Indeed, the first set of anti-profiteering orders from the National Anti-Profiteering Authority (NAA) makes it clear the doubts were not misplaced. In the 80 or so orders passed by NAA so far, the profiteering amount collectively detected is a total of `600 crore; given this is a tiny fraction—0.00023%—of GST revenues collected till August, it is clear the NAA is more of a harassment than anything else. And, since profiteering is a nebulous concept, not surprisingly, most of the orders passed so far have been stayed by various courts. The commentary from the courts staying the cases has primarily questioned the constitutionality of the anti-profiteering piece of the GST legislation. The courts also seem to be pointing out that there is a lack of a set of rules or methodology that can help determine what “profiteering” constitutes, and how the amount is to be calculated. In the Jubilant Foodworks case, for instance, the Delhi High Court stayed the NAA order against the company on the grounds there was a “prima facie” case of a lack of methodology to determine profiteering.
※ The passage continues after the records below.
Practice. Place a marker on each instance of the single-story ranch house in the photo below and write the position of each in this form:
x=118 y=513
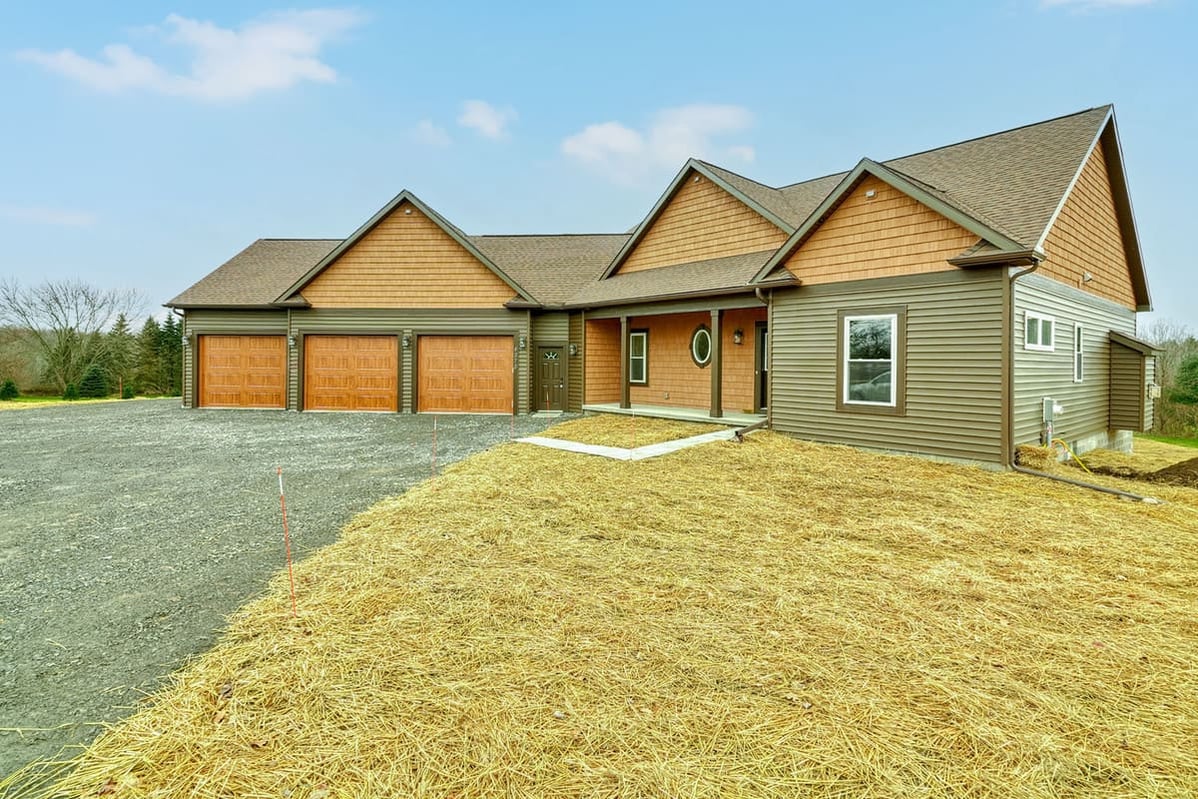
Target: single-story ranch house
x=954 y=302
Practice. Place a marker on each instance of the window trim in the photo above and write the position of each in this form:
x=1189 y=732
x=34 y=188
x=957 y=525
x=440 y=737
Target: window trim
x=1039 y=346
x=645 y=358
x=711 y=346
x=1078 y=352
x=897 y=315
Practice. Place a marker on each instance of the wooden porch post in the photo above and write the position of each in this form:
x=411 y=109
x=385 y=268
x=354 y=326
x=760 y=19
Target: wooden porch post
x=717 y=365
x=625 y=399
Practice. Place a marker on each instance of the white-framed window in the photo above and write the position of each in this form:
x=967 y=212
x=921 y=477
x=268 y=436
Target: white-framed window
x=639 y=357
x=870 y=346
x=1038 y=332
x=1078 y=353
x=701 y=346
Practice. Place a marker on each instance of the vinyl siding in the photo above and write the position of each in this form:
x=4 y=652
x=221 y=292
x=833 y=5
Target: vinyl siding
x=954 y=371
x=407 y=261
x=412 y=322
x=199 y=322
x=700 y=222
x=882 y=236
x=1085 y=237
x=578 y=365
x=1051 y=374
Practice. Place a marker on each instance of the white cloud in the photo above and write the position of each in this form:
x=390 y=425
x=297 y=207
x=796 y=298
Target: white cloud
x=486 y=119
x=273 y=52
x=40 y=216
x=1090 y=5
x=672 y=135
x=430 y=134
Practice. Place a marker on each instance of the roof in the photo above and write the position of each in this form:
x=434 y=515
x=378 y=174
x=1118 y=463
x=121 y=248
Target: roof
x=258 y=274
x=552 y=268
x=730 y=273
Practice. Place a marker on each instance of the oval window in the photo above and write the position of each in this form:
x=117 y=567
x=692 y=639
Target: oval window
x=701 y=345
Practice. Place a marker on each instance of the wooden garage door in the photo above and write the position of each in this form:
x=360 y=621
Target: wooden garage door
x=242 y=371
x=465 y=374
x=350 y=373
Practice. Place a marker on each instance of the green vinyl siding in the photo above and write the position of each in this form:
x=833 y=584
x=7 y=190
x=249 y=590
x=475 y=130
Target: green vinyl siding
x=951 y=364
x=412 y=322
x=1087 y=405
x=227 y=322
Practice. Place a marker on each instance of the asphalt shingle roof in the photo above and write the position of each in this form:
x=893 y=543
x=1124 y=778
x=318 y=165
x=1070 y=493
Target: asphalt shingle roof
x=256 y=276
x=1011 y=181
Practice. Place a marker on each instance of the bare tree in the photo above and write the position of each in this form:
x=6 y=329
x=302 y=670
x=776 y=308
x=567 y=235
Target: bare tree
x=65 y=320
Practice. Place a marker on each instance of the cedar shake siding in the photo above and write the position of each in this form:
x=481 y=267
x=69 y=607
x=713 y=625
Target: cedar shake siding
x=1040 y=374
x=882 y=236
x=953 y=370
x=406 y=261
x=701 y=222
x=1085 y=237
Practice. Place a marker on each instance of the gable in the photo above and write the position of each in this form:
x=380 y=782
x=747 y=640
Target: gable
x=406 y=261
x=701 y=222
x=884 y=235
x=1087 y=238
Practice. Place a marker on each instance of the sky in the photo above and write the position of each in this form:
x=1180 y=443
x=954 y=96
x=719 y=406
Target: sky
x=143 y=144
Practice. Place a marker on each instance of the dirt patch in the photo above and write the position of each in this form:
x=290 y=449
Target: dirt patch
x=1184 y=473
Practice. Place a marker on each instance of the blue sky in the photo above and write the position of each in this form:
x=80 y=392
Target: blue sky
x=145 y=143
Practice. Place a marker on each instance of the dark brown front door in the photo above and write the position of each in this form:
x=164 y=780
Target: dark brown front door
x=761 y=389
x=551 y=379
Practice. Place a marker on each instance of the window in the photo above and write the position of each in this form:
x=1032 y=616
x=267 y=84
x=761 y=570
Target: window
x=701 y=346
x=639 y=357
x=870 y=367
x=1078 y=355
x=1038 y=332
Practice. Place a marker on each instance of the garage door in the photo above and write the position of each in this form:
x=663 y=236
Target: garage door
x=242 y=371
x=465 y=374
x=350 y=373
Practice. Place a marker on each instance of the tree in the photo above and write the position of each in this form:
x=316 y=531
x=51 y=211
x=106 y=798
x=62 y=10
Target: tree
x=95 y=382
x=121 y=352
x=149 y=370
x=65 y=321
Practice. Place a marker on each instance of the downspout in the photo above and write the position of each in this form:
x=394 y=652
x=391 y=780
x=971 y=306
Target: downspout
x=1010 y=410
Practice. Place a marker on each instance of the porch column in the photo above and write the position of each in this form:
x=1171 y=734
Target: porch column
x=625 y=399
x=717 y=365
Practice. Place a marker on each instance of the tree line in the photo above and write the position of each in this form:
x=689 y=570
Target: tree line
x=74 y=339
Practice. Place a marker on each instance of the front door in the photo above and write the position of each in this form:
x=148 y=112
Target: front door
x=761 y=387
x=550 y=379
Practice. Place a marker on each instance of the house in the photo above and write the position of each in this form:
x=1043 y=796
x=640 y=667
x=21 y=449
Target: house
x=954 y=302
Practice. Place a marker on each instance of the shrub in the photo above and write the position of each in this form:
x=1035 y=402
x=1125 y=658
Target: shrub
x=94 y=383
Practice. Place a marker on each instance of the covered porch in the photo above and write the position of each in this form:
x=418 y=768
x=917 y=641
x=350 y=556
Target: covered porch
x=705 y=361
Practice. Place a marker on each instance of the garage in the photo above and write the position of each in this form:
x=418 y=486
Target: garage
x=350 y=373
x=465 y=374
x=242 y=371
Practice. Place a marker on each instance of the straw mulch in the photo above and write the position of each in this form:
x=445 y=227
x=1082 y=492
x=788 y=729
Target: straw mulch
x=773 y=618
x=627 y=431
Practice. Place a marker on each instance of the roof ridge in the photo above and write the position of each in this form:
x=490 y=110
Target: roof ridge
x=996 y=133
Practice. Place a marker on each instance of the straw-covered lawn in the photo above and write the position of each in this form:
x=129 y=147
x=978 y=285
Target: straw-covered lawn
x=627 y=431
x=773 y=618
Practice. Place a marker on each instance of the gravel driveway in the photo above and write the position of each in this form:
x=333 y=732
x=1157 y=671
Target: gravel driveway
x=128 y=531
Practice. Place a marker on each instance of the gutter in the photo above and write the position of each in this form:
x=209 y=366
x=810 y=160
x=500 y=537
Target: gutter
x=1009 y=443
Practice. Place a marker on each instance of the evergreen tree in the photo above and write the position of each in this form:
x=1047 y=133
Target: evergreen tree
x=94 y=383
x=147 y=371
x=121 y=352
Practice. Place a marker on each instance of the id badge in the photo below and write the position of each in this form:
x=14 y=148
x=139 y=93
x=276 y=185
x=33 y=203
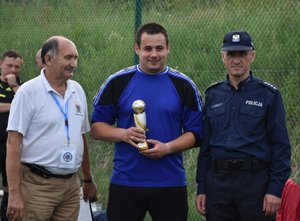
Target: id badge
x=67 y=159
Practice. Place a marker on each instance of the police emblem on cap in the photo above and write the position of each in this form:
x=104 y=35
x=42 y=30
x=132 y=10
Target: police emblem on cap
x=68 y=157
x=236 y=38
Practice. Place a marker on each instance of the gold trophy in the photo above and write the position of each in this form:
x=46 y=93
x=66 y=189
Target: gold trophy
x=139 y=116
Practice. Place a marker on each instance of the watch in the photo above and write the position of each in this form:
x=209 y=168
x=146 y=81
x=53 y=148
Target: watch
x=88 y=180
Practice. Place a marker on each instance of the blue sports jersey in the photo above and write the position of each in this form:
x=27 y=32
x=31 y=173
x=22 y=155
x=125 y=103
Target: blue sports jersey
x=173 y=106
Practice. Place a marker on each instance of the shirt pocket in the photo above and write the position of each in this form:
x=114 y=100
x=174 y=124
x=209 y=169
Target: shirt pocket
x=251 y=119
x=216 y=117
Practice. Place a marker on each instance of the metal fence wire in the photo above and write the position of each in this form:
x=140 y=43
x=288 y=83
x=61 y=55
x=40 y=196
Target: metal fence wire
x=103 y=31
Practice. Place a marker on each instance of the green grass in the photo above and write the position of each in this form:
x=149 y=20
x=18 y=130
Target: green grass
x=103 y=31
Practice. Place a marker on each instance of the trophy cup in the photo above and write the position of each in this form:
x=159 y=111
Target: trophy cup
x=139 y=116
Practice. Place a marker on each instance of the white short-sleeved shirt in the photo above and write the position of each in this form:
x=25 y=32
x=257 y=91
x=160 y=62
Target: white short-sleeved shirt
x=38 y=118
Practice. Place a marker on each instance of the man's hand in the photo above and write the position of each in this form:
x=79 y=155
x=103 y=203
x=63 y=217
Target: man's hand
x=133 y=136
x=159 y=149
x=271 y=204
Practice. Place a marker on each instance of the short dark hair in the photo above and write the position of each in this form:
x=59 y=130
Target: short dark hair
x=151 y=29
x=12 y=54
x=51 y=46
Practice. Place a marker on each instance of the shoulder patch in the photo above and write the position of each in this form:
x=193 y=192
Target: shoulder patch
x=268 y=85
x=214 y=85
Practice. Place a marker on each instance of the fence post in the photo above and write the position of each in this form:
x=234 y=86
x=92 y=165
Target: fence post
x=138 y=20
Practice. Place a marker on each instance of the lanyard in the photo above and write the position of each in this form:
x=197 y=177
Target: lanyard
x=65 y=113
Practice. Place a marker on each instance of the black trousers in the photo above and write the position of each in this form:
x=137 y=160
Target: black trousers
x=132 y=203
x=4 y=207
x=235 y=195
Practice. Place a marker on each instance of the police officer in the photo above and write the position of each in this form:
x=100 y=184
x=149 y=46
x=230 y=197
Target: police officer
x=244 y=161
x=10 y=68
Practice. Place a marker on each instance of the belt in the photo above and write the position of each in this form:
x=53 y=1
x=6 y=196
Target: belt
x=238 y=164
x=41 y=171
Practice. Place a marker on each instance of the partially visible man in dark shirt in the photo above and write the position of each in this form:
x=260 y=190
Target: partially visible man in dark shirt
x=10 y=66
x=244 y=161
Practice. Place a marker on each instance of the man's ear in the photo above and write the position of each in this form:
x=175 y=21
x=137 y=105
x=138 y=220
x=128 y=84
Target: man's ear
x=47 y=58
x=136 y=48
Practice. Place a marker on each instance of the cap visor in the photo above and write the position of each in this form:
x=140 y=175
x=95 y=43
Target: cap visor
x=237 y=48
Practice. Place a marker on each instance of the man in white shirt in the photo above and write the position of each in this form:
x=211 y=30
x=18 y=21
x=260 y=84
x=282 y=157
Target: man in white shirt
x=46 y=140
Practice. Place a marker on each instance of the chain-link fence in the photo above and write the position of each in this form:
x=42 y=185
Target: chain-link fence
x=103 y=31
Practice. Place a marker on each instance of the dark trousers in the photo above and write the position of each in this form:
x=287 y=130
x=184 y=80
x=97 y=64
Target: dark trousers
x=4 y=206
x=235 y=195
x=132 y=203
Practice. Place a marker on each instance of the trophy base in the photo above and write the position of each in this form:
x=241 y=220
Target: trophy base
x=143 y=146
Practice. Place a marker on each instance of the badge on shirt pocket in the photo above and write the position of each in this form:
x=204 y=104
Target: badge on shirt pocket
x=67 y=159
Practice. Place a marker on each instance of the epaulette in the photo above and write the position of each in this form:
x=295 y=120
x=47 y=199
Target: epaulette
x=268 y=85
x=214 y=85
x=174 y=70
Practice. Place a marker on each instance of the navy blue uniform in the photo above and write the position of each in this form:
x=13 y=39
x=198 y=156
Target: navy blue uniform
x=246 y=149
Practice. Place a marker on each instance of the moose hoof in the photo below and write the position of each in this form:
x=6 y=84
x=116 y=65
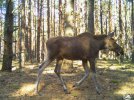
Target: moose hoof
x=66 y=92
x=76 y=84
x=98 y=91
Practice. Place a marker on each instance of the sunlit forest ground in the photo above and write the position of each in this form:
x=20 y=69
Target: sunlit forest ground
x=116 y=80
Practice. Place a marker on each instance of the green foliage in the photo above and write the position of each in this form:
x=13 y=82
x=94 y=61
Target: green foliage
x=2 y=3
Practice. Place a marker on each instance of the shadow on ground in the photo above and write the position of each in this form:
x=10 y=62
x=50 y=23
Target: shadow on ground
x=116 y=84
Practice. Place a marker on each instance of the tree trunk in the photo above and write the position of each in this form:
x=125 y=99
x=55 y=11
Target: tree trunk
x=48 y=19
x=101 y=21
x=38 y=31
x=120 y=28
x=91 y=16
x=110 y=16
x=22 y=34
x=29 y=33
x=132 y=30
x=8 y=35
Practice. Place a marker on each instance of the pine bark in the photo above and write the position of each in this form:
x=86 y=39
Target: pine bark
x=8 y=36
x=91 y=16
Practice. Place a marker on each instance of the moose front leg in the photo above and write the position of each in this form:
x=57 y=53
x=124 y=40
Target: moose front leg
x=92 y=67
x=57 y=71
x=85 y=66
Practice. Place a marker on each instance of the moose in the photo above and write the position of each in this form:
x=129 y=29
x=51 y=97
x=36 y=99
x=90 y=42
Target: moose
x=83 y=47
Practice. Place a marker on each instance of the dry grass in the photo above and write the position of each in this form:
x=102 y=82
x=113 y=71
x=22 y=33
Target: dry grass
x=117 y=82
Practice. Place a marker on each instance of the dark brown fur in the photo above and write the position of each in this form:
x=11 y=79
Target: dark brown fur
x=83 y=47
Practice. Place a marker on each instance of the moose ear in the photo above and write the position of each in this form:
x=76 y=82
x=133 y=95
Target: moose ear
x=110 y=35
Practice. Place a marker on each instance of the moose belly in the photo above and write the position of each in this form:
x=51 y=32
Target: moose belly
x=73 y=55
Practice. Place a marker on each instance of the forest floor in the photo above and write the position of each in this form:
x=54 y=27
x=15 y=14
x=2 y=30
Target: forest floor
x=116 y=80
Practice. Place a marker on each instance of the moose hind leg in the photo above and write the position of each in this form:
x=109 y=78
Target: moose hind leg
x=85 y=66
x=57 y=71
x=92 y=66
x=41 y=69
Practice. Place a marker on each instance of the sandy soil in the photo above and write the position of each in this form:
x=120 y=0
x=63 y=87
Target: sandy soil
x=116 y=81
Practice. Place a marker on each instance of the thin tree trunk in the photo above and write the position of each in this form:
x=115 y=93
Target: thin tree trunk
x=22 y=34
x=120 y=27
x=48 y=19
x=91 y=16
x=101 y=21
x=110 y=16
x=29 y=33
x=132 y=29
x=8 y=35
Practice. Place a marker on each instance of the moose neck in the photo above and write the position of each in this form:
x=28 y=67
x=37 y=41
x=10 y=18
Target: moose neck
x=100 y=41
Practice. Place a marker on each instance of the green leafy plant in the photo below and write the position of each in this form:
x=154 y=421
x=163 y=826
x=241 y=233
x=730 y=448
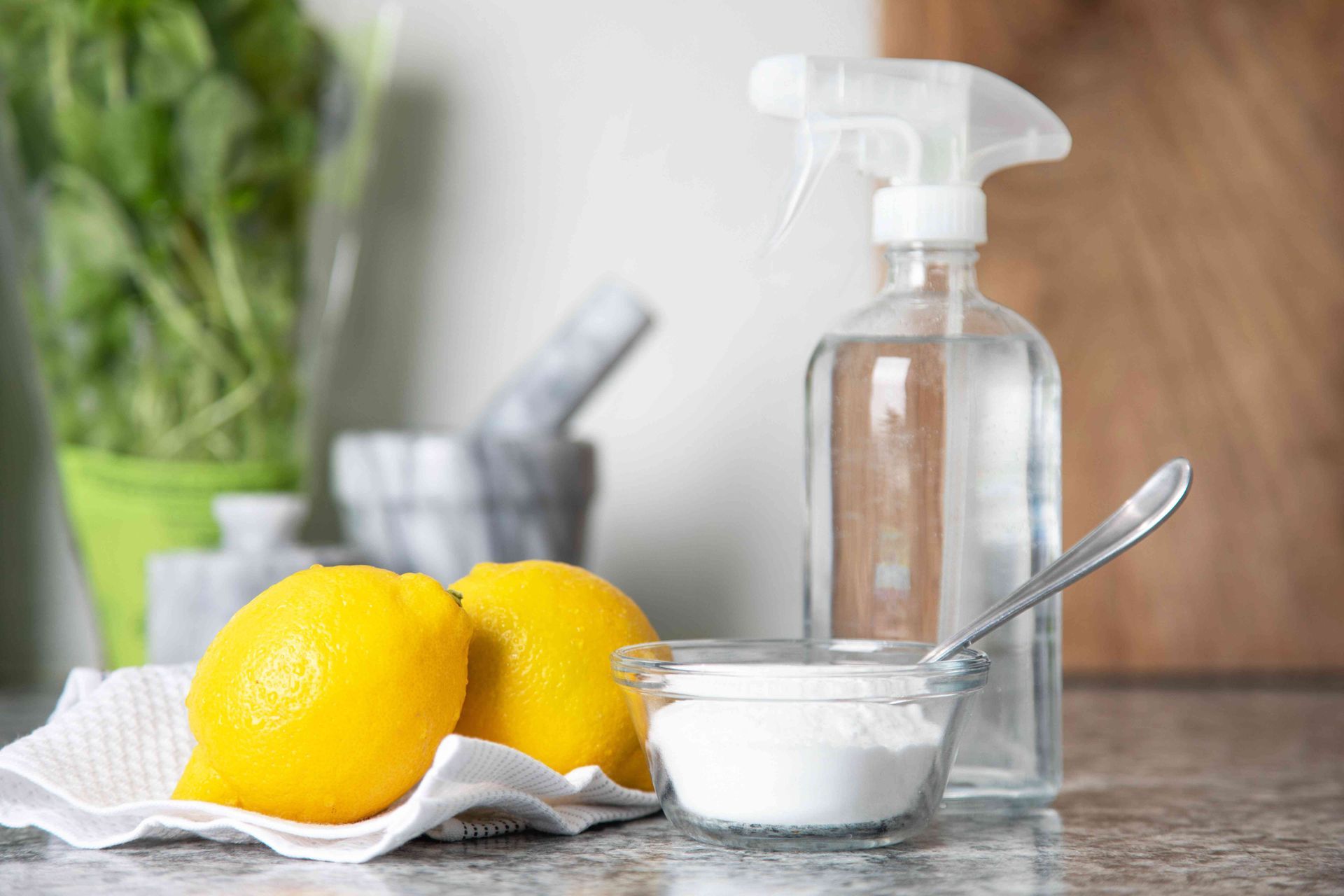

In the most recent order in the case of Hardcastle Restaurants (McDonald’s), the Bombay High Court has been even harsher in observing “the Act and Rules provide no appeal,” and saying “the Authority can impose a penalty and can cancel the registration. The term profiteering, under the Act and Rules, is used in a pejorative sense (that) can severely dent the business reputation”. In the event, the court remanded the case back to NAA while saying “the Authority is newly established,” and “as a guidance to this Authority, highlighting the importance of fair decision-making is necessary”.
The Bombay High Court agreed with McDonald’s contention that it was against the principles of natural justice that, while the order was signed by four members, only three had been present at the hearings. In this instance, the NAA concluded that Hardcastle Restaurants had raised the base prices of most products sold even though the GST rate had been lowered from 18% to 5% with effect from November, 2017; a profiteering of Rs 7.49 crore was supposed to have taken place.
The company, for its part, argued that the base prices had been raised because the price of raw materials had gone up, and argued the drop in the tax rates had been neutralised by the withdrawal of the input tax credit (ITC); like others accused of profiteering, Hardcastle, too, argued that there was no methodology to determine anti-profiteering. If the GST Council is still not convinced about the need to remove the anti-profiteering law from the statute, it needs to come up with clear rules on how a company is to calculate the exact amount it has profiteered, more so in the case of firms that have thousands of stock keeping units (SKUs) and several times as many inputs that go into their manufacture/delivery.
The fact that the price of each input rises and falls independently at any point in time makes simplistic calculations like profiteering impossible. Besides, is reducing the losses on loss-leaders—most firms have such items to draw customers—the same as profiteering or it is a simple business decision?